The Survivor Benefit Plan

A service member's right to receive military retirement pay terminates upon his or her death.

The Survivor Benefit Plan ("SBP"), the Reserve Component Survivor Benefit Plan ("RC-SBP"), and the Retired Serviceman's Family Protection Plan ("RSFPP") provide service members with the opportunity to purchase an annuity that pays a defined benefit to certain eligible beneficiaries upon the death of the service member.  The annuity pays a percentage of the service member's retirement pay on a monthly basis for the lifetime of the beneficiary.  

The annuity is a form of insurance that provides coverage in the event that the service member predeceases the beneficiary.  This coverage can provide an eligible beneficiary with up to 55% of the service member's monthly military retirement pay.

Although there is no cost associated with SBP during active duty service, SBP coverage comes at a premium after retirement. SBP coverage for a retirement pay annuity can cost as much as 6.5% of the service member's gross retired pay.  (Fortunately, the SBP premium is deducted from retirement pay on a pre-tax basis.  In other words, the service member is not taxed on the portion of his or her income used to pay the SBP premium.)

Once a beneficiary starts receiving SBP annuity payments, the payments are adjusted each year based on the Consumer Price Index.
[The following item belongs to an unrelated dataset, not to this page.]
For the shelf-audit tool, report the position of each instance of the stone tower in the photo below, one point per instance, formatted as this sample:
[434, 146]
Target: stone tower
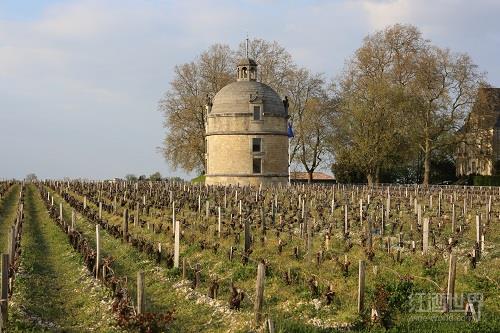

This is known as a Cost of Living Adjustment or "COLA." 

Subject to certain exceptions, the service member must elect SBP coverage at the time of retirement.   This is done using DD Form 2656, Data for Payment of Retired Personnel, which includes the SBP election. Although the service member's SBP election is frequently irrevocable, there are circumstances where a service member can change his or her SBP election. 

If you are a military service member going through a divorce, chances are that your former spouse will demand a share of your military retirement. And, chances are the former spouse will also demand that you make an SBP election with the former spouse as the exclusive beneficiary. 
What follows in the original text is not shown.